We have all seen the looming framed structures of scaffolding. Standing networks of bare steel frames, an intertwining artwork, built as a working platform for a cladding yet to be installed. For many years, this is how we clad our structures, in situ, a cycle of steel, cement, studs, scaffold, cladding, rinse and repeat until you reached the sky.  

As any contractor can tell you, scaffolding is a labor-some form of construction. It’s sort of a project within a project, a structure, to build structure. It takes time and a professional crew to erect the said structures to be strong and safe for the part-time inhabitants. For a large part of our cladding construction, scaffold is really the only answer, the only option, unless you are an EIFS contractor.

Something was Missing

It was the freshman years of my EIFS representative career when Las Vegas was booming with new structures that were tall, massive, elaborate and specified to be clad with their transformative EIFS claddings. The problem was there wasn’t enough scaffolding to erect around all of the buildings. A quantity requirement was further taxed by the sheer height of these structures. Enter the EIFS panel.

Now, I don’t really know the origin of the first panelized EIFS cladding. I do know there were some types of panel products the EIFS manufacturers had, but none of them to the degree of what was being built in Las Vegas. These panels in Vegas were being “engineered” for the exterior cladding. The major contractors there had begun an assembly of panels, each complete to the extent that the panel—when placed on the building—was a finished exterior. I remember seeing a bare floor one day and an EIFS cladding around the same floor the next. During the night, the contractors had “flown” the panels into place. In some instances, the panels were large enough to span two floors.

The Process

The process was simple in that all the exterior framework, sheathing and cladding were performed on the ground. Some contractors had dedicated yards and shaded structures on their properties to perform this work; others did it right on site. In any situation where panels were being built, the processes were very similar.

First, a steel framework was constructed in a jig that ensured a true and straight panel. The workers became adept at the repetitiveness of this task and after a short time were spitting them out like sunflower seed shells. 

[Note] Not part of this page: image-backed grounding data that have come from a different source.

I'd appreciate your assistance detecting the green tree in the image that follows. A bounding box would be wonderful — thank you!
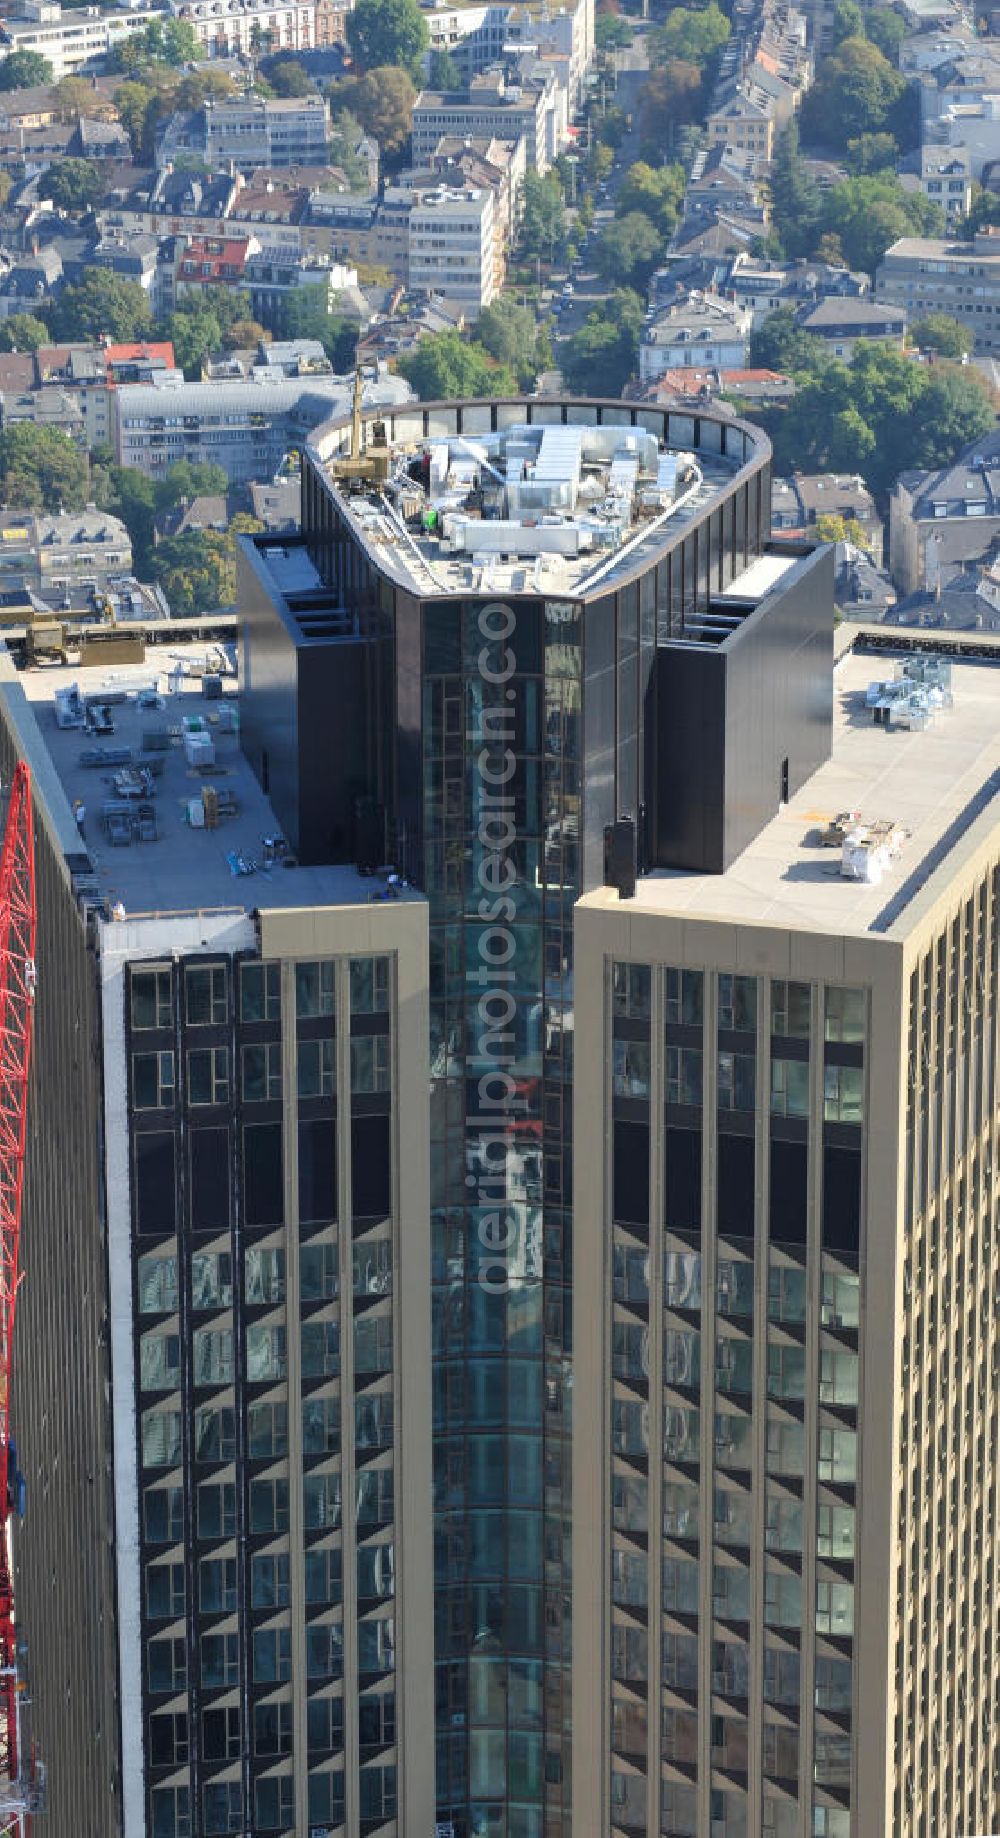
[517,171,566,262]
[266,57,315,97]
[0,313,49,352]
[616,160,685,236]
[398,332,514,401]
[799,36,915,152]
[345,0,429,78]
[588,141,614,185]
[749,309,829,374]
[427,48,462,89]
[768,120,822,258]
[114,71,180,161]
[106,465,156,573]
[174,68,236,109]
[596,12,633,50]
[0,425,88,511]
[476,298,545,388]
[224,317,269,350]
[37,157,103,214]
[50,74,107,121]
[327,109,372,189]
[230,511,265,535]
[154,459,229,512]
[832,0,864,43]
[164,303,223,376]
[150,530,236,614]
[333,67,416,160]
[280,285,356,367]
[51,270,152,342]
[814,511,878,552]
[0,50,54,90]
[594,212,663,285]
[823,172,942,273]
[114,17,199,72]
[909,313,974,358]
[863,6,906,63]
[649,1,729,70]
[906,366,994,472]
[638,61,702,153]
[560,289,643,397]
[844,129,897,174]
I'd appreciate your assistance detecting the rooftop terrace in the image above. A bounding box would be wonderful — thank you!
[581,644,1000,939]
[2,646,413,918]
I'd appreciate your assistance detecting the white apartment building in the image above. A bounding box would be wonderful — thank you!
[412,68,560,170]
[169,0,316,57]
[639,294,752,381]
[408,185,499,315]
[204,93,330,170]
[876,228,1000,355]
[0,0,160,81]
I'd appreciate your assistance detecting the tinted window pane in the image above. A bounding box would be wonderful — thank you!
[352,1115,390,1220]
[135,1134,176,1235]
[299,1118,336,1224]
[613,1120,648,1226]
[190,1128,230,1233]
[770,1139,807,1246]
[244,1123,283,1226]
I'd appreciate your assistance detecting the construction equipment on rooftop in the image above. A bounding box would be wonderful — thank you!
[330,368,391,492]
[0,762,45,1833]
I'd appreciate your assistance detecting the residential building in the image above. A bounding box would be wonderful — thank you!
[412,68,563,172]
[0,382,85,441]
[314,0,351,45]
[169,0,317,57]
[909,147,973,221]
[413,133,526,243]
[631,366,796,412]
[0,0,161,82]
[114,369,410,482]
[640,295,752,382]
[772,472,881,544]
[242,388,833,1838]
[245,253,360,338]
[727,253,870,329]
[407,185,500,315]
[834,546,897,619]
[795,296,908,360]
[174,235,256,307]
[0,508,131,602]
[203,95,331,172]
[889,428,1000,595]
[0,625,434,1838]
[31,338,176,447]
[572,626,1000,1838]
[705,88,775,173]
[503,0,595,111]
[876,229,1000,355]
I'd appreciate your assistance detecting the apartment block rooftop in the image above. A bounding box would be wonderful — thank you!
[0,642,414,918]
[581,641,1000,940]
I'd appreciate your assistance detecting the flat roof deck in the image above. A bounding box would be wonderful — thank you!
[9,650,408,918]
[581,647,1000,939]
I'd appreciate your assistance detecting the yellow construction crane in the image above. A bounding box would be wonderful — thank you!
[330,367,392,492]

The frames then moved to another staging area where workers would apply the sheathing and flashing. Each phase to this point would be inspected for code compliance, stamped with some sort of location identifier and shipped to the plasterer’s area. Because a lot of the panels were duplicates, the plasterers could pre-cut foam and speed up their installation process. 

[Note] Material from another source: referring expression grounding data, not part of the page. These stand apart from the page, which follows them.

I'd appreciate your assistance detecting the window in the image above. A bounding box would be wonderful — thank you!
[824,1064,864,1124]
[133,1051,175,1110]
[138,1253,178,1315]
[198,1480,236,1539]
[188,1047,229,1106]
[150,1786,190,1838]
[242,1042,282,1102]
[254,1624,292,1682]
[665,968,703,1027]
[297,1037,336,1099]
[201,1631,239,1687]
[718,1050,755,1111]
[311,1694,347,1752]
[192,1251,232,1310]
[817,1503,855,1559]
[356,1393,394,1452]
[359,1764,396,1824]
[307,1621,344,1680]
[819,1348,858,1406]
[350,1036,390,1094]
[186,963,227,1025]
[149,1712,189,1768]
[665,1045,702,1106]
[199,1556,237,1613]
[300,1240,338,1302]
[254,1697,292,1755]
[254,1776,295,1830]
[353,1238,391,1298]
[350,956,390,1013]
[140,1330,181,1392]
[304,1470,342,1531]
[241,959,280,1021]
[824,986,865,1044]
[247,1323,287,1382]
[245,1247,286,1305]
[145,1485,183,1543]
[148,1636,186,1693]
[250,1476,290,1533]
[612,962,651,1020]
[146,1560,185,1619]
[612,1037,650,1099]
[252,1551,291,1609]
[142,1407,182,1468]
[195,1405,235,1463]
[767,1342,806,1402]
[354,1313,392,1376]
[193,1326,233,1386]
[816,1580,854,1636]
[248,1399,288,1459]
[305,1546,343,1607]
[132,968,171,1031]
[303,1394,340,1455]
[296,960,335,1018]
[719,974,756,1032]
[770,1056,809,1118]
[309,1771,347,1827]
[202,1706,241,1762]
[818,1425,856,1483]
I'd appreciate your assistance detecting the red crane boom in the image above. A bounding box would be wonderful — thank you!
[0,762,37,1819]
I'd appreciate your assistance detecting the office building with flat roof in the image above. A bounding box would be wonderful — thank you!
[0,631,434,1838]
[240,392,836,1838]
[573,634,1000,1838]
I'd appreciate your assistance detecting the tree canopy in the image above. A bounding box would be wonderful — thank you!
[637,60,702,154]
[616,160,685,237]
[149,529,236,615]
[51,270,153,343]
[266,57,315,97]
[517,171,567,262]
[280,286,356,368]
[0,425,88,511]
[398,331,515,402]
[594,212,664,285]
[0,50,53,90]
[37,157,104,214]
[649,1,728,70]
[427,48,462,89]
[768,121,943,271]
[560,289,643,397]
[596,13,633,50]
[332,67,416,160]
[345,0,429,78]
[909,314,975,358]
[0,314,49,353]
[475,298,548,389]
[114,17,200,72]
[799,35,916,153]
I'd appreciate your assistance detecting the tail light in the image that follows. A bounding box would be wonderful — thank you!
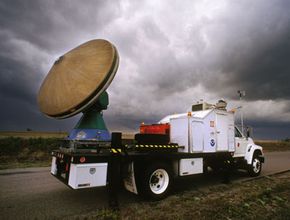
[80,157,86,163]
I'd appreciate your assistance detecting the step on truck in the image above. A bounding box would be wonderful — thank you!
[50,100,265,200]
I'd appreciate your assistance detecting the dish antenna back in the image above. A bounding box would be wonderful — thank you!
[37,39,119,140]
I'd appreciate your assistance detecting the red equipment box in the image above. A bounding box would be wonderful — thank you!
[140,123,170,135]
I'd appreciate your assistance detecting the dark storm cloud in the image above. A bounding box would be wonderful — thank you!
[0,94,78,131]
[0,0,120,131]
[128,0,290,101]
[247,120,290,140]
[102,0,290,107]
[0,0,289,139]
[0,57,34,103]
[0,0,120,52]
[231,33,290,101]
[199,1,290,100]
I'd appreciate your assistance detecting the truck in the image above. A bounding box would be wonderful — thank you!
[50,100,265,200]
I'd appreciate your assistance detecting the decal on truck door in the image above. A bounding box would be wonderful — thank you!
[210,139,215,147]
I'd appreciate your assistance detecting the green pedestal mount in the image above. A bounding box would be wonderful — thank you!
[68,91,111,140]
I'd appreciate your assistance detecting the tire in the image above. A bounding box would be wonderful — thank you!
[139,162,172,200]
[248,153,262,177]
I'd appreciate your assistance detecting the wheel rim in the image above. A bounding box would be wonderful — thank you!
[149,169,169,194]
[252,158,261,173]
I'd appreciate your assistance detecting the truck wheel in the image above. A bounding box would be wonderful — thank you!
[248,154,262,177]
[140,163,172,200]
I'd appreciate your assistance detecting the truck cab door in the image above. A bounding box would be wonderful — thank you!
[234,127,248,157]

Then came the base coat and mesh, followed by the finish. The nice thing about doing panels was that they were set horizontally at waist height, so there was no bending. One could reach most of the areas from outside the perimeters or pop up through a window opening to reach the middle areas. For the large panels, workers would literally climb on top of the panel to do the work. The finish was usually applied by hand and when spray application was called for, the panels would be hoisted to a vertical position to ensure color consistency from spraying at the same angle. Still, other companies did all the plasterwork on panels in the vertical position. The rule being there is no rule, vertical or horizontal, at an angle—it all works for EIFS applications. 

What can Stucco do?

In case you are wondering if this can be done with stucco, the answer is yes. The convenience of working on a panel in any orientation is not the same as EIFS however, and once you apply the mud, you can’t move the panel until the stucco cures. Also, stucco panels are subject to an increased likelihood of cracking during transportation and placement, and any other time they are moved. Oh, and they weigh a lot more.

Conclusion

Today, the EIFS panel method of cladding construction has once again become popular. Most of the major EIFS manufacturers have proprietary EIFS panel programs. The size of the panels has gotten larger too. In the past, the length of an EIFS panel was limited to the length of a semi-truck bed. Since the beds have gotten longer, so have the EIFS panels. However, the building logistics of cladding a specific dimension is what really determines the size of the panels. There is no worry about exterior corner joints because panels can be constructed to turn the corner. Each panel is sealed around the perimeter with a sealant joint, usually a double joint, to the surrounding panels. The panels are engineered to be welded into place at the edge of slab. During the pouring of a floor, attachment points are poured into place specifically for the exterior panels. 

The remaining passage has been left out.